Je suis encore un adolescent, un débutant dans la foi. Il me faut accepter cette immaturité, c’est elle qui peut aboutir à une forme d’épanouissement. Ignorant, j’ai l’impression de démarrer une carrière dans ce domaine, me menant vers une nouvelle culture. Lorsque vient le Notre Père à la messe, je scrute les lèvres pour suivre. Je suis un enfant répétant naïvement les paroles. Jusqu’alors, il ne me paraissait pas important de connaître la langue religieuse. Je réalise qu’en l’apprenant j’emprunterai un chemin où chaque pas me fera découvrir ce qui se niche derrière les mots, le discours. Et fera écho, je l’espère, à ma propre existence. […]
J’ai toujours aimé Sainte Rita, totalement donnée aux gens du peuple. Tout en étant une grande figure, elle est de la rue, des petits ; elle a un parfum de soupe populaire, comme l’abbé Pierre, sœur Emmanuelle ou mère Teresa. Sa grandeur, c’est d’être en bas. Il faut s’agenouiller pour être plus petit qu’elle. Moi qui suis issu d’un milieu travailleur, communiste, populaire, je me sens proche de cette figure accessible et non moins mystique. Elle me démontre que le spirituel peut se vivre dans le plus concret de nos vies. »

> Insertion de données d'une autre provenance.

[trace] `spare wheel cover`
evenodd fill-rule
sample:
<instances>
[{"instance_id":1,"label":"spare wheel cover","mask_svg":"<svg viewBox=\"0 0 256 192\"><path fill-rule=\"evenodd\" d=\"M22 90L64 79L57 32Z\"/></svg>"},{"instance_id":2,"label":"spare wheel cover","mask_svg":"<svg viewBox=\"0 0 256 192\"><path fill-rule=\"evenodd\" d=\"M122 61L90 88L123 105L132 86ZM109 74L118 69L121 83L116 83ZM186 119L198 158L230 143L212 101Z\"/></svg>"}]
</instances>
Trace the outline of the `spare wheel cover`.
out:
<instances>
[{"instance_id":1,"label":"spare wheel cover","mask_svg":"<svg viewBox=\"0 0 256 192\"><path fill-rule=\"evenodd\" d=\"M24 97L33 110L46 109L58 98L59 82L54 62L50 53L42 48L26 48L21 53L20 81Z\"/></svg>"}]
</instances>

Extraits de l’interview de Anne-Laure FILHOL
Texte paru dans « Les essentiels de La Vie » - avril 2015
Mes conseils pour être ensemble
1. Solidarisez-vous
Notre société individualiste est obsolète. Considérons les autres comme des socles, des sources d’enrichissement et d’entraide, dans notre travail et plus largement dans notre quotidien.
2. Allez à la rencontre
Je vois la vie collective comme une mission qui nous est confiée et qu’il faut assumer. La foi, c’est vivre avec. Vivre et avancer sur des chemins parallèles, mais dans l’espoir qu’ils se croisent, pour une rencontre véritable des êtres. Quotidiennement, je tente d’atteindre l’autre rive pour y découvrir celui ou celle que je crois connaître, mais qui pourrait aussi rester un mystère si je n’allais pas vers lui, vers elle. On ignore nos proches, il faut les redécouvrir en permanence. Les gens qui sont sous nos yeux sont flous. Il est donc important de temps à autre d’instaurer une distance avec ceux que nous avons tendance à considérer comme notre propriété. La liberté est un risque à prendre.
3. Engagez-vous
Je suis touché par les enfants malades, au ban de la société. La maladie a tendance à créer une distance, or elle devrait relier les gens, entre malades et bien portants, entre ceux qui voient et ceux qui ne voient pas. Les autistes ont considérablement amélioré ma vie. Je sens une forme de joie en leur présence. Je respire mieux, je bats mieux. Je suis moins angoissé, moins complexé, moins imposé par cette société qui sait tout. J’ai le droit d’être dans mon erreur, dans ma fragilité, dans ma recherche d’un cap. Avec eux, je vis.